By PHUWIT LIMVIPHUWAT
In a race to woo voters with populist policies ahead of the March 24 poll, major parties, including Palang Pracharat and Pheu Thai, dangled the promise of raising the minimum daily wage by up to 26.5 per cent to Bt400, from an average of Bt315.97.
In a survey of 1,160 workers on the issue in Bangkok and its neighbouring provinces, the Bangkok University Research Centre found that 49.5 per cent admit to being influenced by the prospects of a rise in daily wage when casting their ballot while 50.5 per cent said otherwise.
In regard to the timeframe, 43 per cent hoped for an immediate hike to a flat-rate of Bt400 daily, 15.3 per cent said it should be gradually raised within 1-2 years while 3.4 per cent hoped it would be implemented in a three-year span. Of those polled, 38.3 per cent did not suggest a timeframe.
“As prices have been rising, there should also be an increase in wage,” said Pimchanok Vonkorpon, director-general of the Commerce Ministry’s Trade Policy and Strategy Office.
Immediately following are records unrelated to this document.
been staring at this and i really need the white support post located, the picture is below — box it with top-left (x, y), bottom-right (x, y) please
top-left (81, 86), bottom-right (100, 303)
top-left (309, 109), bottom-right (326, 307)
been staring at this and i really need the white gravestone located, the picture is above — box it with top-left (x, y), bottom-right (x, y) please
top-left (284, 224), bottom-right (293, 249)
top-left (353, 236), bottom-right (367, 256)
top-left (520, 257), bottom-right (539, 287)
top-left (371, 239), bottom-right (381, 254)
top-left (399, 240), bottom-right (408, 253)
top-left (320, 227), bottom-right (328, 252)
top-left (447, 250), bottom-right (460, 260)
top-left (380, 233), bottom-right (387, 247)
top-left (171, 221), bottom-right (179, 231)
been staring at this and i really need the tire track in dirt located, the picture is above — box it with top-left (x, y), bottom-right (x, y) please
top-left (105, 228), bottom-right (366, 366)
However, instead of a hike to a flat rate of Bt400, as pledged by the political parties, it should vary, taking into consideration the labour markets in each region of the country, she said.
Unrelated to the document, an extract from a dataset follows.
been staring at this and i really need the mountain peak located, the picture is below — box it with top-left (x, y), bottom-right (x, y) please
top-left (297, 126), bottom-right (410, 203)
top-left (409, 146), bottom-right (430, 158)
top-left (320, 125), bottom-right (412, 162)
“Nowadays, less Thai workers rely on the minimum wage for their livelihood, as opposed to the large number of immigrant labourers residing in the country,” she added.
Tim Leelahaphan, an economist for Standard Chartered Bank concurred with the director-general, saying: “If the minimum wage is hiked as promised by the political parties, the real winners in this scenario will be the immigrant workers as most of them still rely on the minimum wage.”
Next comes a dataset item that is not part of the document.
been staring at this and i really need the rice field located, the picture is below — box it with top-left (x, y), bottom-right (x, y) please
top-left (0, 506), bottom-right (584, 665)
Furthermore, the operation costs for businesses, particularly small and medium-sized enterprises, would rise significantly. They would struggle to survive and grow, the economist said.
A substantial rise in labour cost would likely lead to manufacturers striving to lower operational expenses. Workers may be made redundant, as companies look to replace them with automation, he cautioned.
The Federation of Thai Industries (FTI) has also expressed concerns about the possibility of a rise in minimum daily wage when the next government take office.
“Increasing the minimum wage will increase the cost for businesses, making them less competitive,” said FTI vice chairman Kriengkrai Thiennukul.
It may trigger a mass relocation of Thai-based manufacturers to the CLMV (Cambodia, Laos, Myanmar, Vietnam) region for lower cost, while unemployment in the country will rise as companies replace workers with technology. As such, low-income earners meant to benefit from the populist policy, may actually end up losing, Kriengkrai said.
The private sector has instead, suggested that the government promote the upskilling of Thai workers. The process will create more value to the economy, make workers more productive, and increase their income.
“The government could encourage private businesses to ‘pay by skill’, which will prevent layoffs and allow some workers to be paid well above the minimum wage,” suggested FTI chairman Supant Mongkolsuthree.
The best way to boost workers’ income could be achieved through value-addition to a company’s products and higher efficiency of the workforce, said Yunyong Thaicharoen, first executive vice president and head of Siam Commercial Bank’s Economic Intelligence Centre.
“This will take some time. However, I believe it is the most effective way to increase the income of Thai workers and develop the capabilities of Thai businesses in the long-term,” he stated.
Yunyong called for a holistic and detailed action plan by the new government in support of small and medium enterprises and develop the skills of Thai workforce. The action plan should be seriously implemented with its effectiveness properly assessed, he said.